BUSINESSMEN who are setting up a campsite for visitors to next year’s Olympics have slammed the lack of support for the venture.
The site is being set up at The Old Foresters Club near Theydon Bois station for 28 days over next year’s Games and about 50 of the 150 pitches have been sold already.
Phil Newman, one of the campsite’s owners, said visitors would provide an essential boost to the area’s economy.
But he has faced opposition from the residents’ association the Theydon Bois Action Group and has now been ordered to remove the 2012 logo from the website.

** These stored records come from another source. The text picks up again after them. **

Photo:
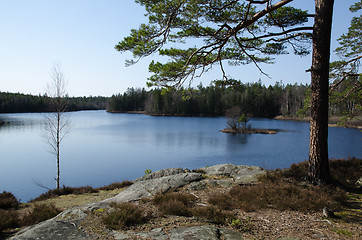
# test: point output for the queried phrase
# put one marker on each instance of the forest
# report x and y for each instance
(19, 103)
(255, 99)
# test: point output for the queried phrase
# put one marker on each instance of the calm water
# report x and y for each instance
(102, 148)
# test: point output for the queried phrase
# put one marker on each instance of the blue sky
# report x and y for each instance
(81, 35)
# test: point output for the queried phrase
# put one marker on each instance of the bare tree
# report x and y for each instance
(57, 123)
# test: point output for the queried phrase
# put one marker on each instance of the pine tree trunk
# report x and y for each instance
(318, 142)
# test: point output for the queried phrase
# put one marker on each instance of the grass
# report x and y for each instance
(124, 216)
(174, 203)
(39, 213)
(14, 214)
(80, 190)
(8, 201)
(8, 219)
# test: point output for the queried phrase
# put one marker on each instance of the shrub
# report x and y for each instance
(174, 203)
(79, 190)
(124, 216)
(8, 219)
(8, 201)
(346, 171)
(287, 196)
(116, 185)
(40, 213)
(212, 214)
(221, 201)
(65, 191)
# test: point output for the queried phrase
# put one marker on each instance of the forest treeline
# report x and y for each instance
(255, 99)
(18, 103)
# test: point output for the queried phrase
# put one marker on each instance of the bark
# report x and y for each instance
(318, 143)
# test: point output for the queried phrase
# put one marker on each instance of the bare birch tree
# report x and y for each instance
(57, 123)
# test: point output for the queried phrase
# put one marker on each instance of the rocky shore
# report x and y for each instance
(81, 222)
(69, 224)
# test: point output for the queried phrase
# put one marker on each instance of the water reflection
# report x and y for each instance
(102, 148)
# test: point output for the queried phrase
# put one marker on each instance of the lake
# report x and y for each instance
(102, 148)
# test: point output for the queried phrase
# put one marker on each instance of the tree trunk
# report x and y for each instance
(318, 142)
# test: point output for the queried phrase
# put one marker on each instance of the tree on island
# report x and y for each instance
(239, 32)
(57, 123)
(237, 120)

“The Olympics told us to take (the logo) off, after they got a phone call from the action group,” he said. “What are the businesses in the area going to get from the Olympics?
“Say I have 250 customers overall – where are they going to eat and drink? They’re going to go to local businesses.
“The Olympics is the biggest thing that’s going to happen to this country for I don’t know how long. There’s a sour attitude to it.”
Terry Farr, who runs The Elms Camping and Caravan Park in Lippitts Hill, High Beech, and plans to handle most of the bookings for the Theydon Bois campsite, said: “You can have the logo if you pay for it. It’s purely a commercial thing.
“More should be done to embrace people coming to the area, especially in Theydon Bois.
“It will be a nice little boost for the economy.”
He said the static caravans at his own campsite had been booked up within hours of him advertising them for the Olympic period and the rest of the site was filling up quickly, with people from as far away as New Zealand planning to stay.
Plans for another temporary campsite, at Netherhouse Farm, near Waltham Abbey, have been lodged with the council.
The applicants have not said how many pitches the site would hold.
A spokesman for the London Organising Committee of the Olympic and Paralympic Games said he could not comment on individual cases.
But he said the organisation had a duty to monitor the use of the 2012 logo and protect the Olympic ‘brand’.
“The Olympic symbol is one of the most recognisable and valuable brands in the world,” he added. “We have obligations to the International Olympic Committee to maintain this value and prevent unauthorised exploitation.”